Deixai-me entrar, deixai-me entrar,
deixai-me por os pés na vossa casa humilde.
Entro com ramos de flores douradas,
entro com a fragrância da floresta,
entro com a luz e o calor,
entro com o corpo molhado de orvalho.
Levantai-vos depressa!
Erguei as cabeças da almofada,
abri os olhos estremunhados,
para presenciar a minha chegada.
Abri-me o coração, casa humilde,
construída de tábuas.
Abri-me as janelas há muito fechadas,
deixai-me encher teu coração de flores,
fragrâncias, luz, calor e orvalho.
***
Muro
um muro, como uma lâmina
a cortar uma cidade em metades
uma a leste
uma a oeste
qual a altura do muro?
tem qual espessura?
tem qual alcance?
e alto, e espesso e longo
e não é mais alto, mais espesso, mais longo
do que a grande muralha
mas também uma ruína da história
trauma das etnias
ninguém gosta deste tipo de muro
três metros de altura são como nada
cinquenta centímetros de espessura são como nada
quarenta quilômetros de alcance são como nada
mil vezes mais alta
mil vezes mais espessa
mil vezes mais longa
e ainda como poderia parar
as nuvens celestiais, o vento, a chuva,
os raios, o sol?
e ainda como poderia impedir
as asas das aves e o canto do rouxinol?
e ainda como poderia impedir
o fluxo das águas e dos ares?
e ainda como poderia impedir milhões de pessoas
com pensamentos ainda mais livres que o vento?

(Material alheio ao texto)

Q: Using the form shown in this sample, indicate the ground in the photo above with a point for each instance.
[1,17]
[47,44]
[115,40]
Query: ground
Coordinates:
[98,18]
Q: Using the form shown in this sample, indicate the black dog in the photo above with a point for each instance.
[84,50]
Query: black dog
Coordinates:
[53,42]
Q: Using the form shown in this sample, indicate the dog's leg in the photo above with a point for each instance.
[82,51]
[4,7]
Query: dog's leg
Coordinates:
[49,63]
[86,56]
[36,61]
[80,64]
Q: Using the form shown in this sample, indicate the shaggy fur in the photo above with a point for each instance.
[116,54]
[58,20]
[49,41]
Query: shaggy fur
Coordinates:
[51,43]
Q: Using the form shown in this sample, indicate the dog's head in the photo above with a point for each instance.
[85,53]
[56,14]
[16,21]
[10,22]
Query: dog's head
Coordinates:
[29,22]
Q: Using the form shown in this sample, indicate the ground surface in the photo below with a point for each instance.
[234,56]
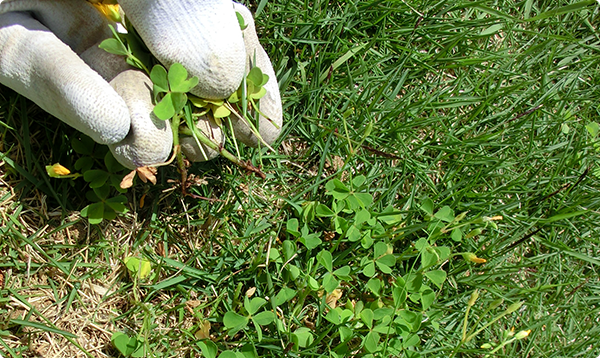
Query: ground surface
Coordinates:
[450,128]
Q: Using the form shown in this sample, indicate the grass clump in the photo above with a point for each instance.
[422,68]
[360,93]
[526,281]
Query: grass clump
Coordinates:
[435,192]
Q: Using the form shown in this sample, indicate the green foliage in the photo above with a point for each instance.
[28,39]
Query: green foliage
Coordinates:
[129,45]
[103,182]
[128,346]
[172,86]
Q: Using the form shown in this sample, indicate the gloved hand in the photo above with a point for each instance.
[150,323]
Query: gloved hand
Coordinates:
[49,53]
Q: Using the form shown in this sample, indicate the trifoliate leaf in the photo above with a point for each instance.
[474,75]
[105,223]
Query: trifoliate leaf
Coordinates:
[158,75]
[164,109]
[114,46]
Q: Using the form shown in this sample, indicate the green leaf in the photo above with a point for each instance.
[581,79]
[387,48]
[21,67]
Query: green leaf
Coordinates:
[326,259]
[369,269]
[491,30]
[445,214]
[333,316]
[252,306]
[264,318]
[102,192]
[284,295]
[343,273]
[345,333]
[292,227]
[337,189]
[367,317]
[353,234]
[228,354]
[388,260]
[412,340]
[428,257]
[96,177]
[258,94]
[374,285]
[302,337]
[94,213]
[123,343]
[255,76]
[399,295]
[158,75]
[140,268]
[371,341]
[232,320]
[241,21]
[324,211]
[383,267]
[209,349]
[456,234]
[365,199]
[330,283]
[593,129]
[311,241]
[427,297]
[413,282]
[380,249]
[177,77]
[358,181]
[412,319]
[437,277]
[220,111]
[164,109]
[114,46]
[116,203]
[427,206]
[179,100]
[390,216]
[312,283]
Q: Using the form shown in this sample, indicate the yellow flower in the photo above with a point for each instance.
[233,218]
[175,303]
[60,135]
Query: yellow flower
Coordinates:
[57,170]
[110,11]
[469,256]
[522,334]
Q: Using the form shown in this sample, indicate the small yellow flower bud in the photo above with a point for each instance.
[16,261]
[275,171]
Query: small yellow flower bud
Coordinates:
[111,12]
[522,334]
[515,306]
[473,298]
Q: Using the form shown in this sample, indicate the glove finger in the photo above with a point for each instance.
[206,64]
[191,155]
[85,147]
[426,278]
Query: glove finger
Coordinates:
[269,127]
[150,139]
[204,36]
[190,147]
[38,65]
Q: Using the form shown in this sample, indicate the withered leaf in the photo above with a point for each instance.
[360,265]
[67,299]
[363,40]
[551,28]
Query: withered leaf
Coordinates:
[147,174]
[127,181]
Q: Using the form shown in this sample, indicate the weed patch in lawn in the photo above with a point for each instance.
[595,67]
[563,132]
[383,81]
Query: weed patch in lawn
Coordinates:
[435,192]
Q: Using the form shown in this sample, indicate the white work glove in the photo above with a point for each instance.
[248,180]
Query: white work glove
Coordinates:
[49,53]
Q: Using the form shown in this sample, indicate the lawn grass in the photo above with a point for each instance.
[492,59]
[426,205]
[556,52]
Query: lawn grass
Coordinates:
[474,127]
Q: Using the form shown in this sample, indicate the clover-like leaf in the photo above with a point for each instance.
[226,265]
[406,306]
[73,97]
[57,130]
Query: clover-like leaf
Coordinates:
[159,78]
[114,46]
[164,109]
[178,81]
[220,111]
[255,76]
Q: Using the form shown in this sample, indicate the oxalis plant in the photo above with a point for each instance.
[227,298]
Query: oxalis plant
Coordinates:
[172,103]
[183,110]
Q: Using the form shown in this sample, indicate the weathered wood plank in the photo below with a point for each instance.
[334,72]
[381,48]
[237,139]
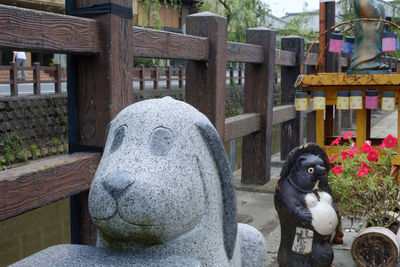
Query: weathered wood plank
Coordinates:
[283,114]
[248,53]
[205,81]
[259,96]
[40,31]
[100,88]
[290,130]
[285,58]
[241,125]
[161,44]
[40,183]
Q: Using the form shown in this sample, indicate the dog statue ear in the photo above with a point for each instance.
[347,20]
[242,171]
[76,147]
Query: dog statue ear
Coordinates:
[218,153]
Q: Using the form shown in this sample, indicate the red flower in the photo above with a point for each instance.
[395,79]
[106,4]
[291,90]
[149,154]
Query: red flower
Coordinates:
[351,152]
[348,135]
[373,155]
[344,154]
[336,141]
[366,148]
[337,170]
[364,166]
[389,142]
[333,158]
[362,172]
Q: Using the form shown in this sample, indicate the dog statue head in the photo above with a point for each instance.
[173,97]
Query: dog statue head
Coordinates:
[164,176]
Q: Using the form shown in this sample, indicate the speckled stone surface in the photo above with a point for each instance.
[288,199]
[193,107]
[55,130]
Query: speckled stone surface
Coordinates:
[252,249]
[78,255]
[163,188]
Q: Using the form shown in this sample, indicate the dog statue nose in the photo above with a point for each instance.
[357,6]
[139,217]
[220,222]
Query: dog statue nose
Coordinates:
[115,182]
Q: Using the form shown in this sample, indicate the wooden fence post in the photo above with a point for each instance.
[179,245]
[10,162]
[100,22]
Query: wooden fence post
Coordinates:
[311,117]
[155,77]
[180,77]
[240,76]
[13,79]
[290,131]
[205,80]
[231,75]
[57,76]
[36,78]
[169,77]
[100,87]
[142,77]
[259,98]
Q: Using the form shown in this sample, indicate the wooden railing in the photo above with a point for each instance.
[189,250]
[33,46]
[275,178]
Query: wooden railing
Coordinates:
[159,74]
[36,69]
[100,85]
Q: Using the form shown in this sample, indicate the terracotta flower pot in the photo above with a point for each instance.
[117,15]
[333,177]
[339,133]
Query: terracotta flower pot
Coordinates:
[376,246]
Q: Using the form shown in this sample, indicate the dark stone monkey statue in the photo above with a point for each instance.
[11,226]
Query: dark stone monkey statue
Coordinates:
[368,39]
[307,213]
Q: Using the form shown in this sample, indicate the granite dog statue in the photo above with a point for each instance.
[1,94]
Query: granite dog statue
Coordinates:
[307,213]
[164,187]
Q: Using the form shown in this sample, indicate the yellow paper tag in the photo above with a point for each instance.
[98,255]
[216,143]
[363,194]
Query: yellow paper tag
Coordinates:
[388,103]
[319,103]
[342,102]
[301,104]
[355,102]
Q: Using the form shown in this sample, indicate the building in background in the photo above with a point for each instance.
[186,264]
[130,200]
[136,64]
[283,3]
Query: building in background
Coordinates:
[173,18]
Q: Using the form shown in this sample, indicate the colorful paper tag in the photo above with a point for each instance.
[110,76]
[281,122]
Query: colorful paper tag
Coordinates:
[342,102]
[301,104]
[355,102]
[319,103]
[302,243]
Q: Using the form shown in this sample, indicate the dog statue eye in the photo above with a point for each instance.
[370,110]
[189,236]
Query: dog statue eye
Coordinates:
[119,135]
[161,140]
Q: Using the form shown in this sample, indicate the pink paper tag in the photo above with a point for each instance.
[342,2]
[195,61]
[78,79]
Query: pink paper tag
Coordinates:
[371,102]
[388,44]
[335,46]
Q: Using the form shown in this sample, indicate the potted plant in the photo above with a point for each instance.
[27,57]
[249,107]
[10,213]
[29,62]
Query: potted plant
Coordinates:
[364,186]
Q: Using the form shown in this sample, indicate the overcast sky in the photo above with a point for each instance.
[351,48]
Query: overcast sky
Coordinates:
[280,7]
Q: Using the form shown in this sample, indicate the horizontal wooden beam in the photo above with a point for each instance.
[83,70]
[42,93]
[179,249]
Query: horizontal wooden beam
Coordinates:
[311,59]
[162,44]
[241,125]
[248,53]
[40,183]
[40,31]
[283,113]
[285,58]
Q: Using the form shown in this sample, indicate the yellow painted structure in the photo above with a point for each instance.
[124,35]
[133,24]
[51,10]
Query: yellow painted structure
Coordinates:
[331,83]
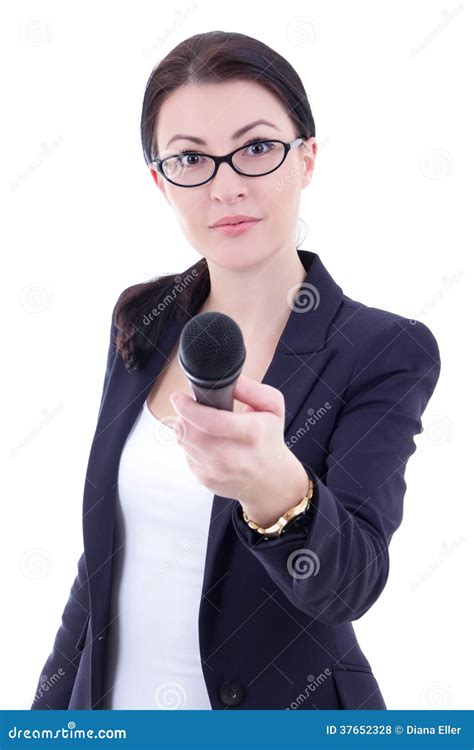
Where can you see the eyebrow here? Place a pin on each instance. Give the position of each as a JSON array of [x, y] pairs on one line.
[[238, 133]]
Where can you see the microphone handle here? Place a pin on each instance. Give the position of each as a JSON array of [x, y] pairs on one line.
[[219, 398]]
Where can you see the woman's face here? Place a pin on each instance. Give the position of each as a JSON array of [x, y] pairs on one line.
[[213, 113]]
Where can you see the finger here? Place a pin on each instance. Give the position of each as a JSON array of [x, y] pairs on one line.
[[259, 396]]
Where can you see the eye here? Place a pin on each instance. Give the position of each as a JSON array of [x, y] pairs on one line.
[[262, 146]]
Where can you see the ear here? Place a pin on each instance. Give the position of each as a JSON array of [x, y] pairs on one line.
[[310, 149]]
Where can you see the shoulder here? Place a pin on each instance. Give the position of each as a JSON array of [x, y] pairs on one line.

com uma vontade ainda mais profunda que a terra?
com as aspirações mais duráveis que o tempo?
Ai Qing (1910-1996), pseudônimo de Jiang Zhenghan, nasceu na província de Zhijiang, sudeste da China. Poeta, editor de periódicos e diretor do departamento de literatura da Universidade de Yucai de Chongqing.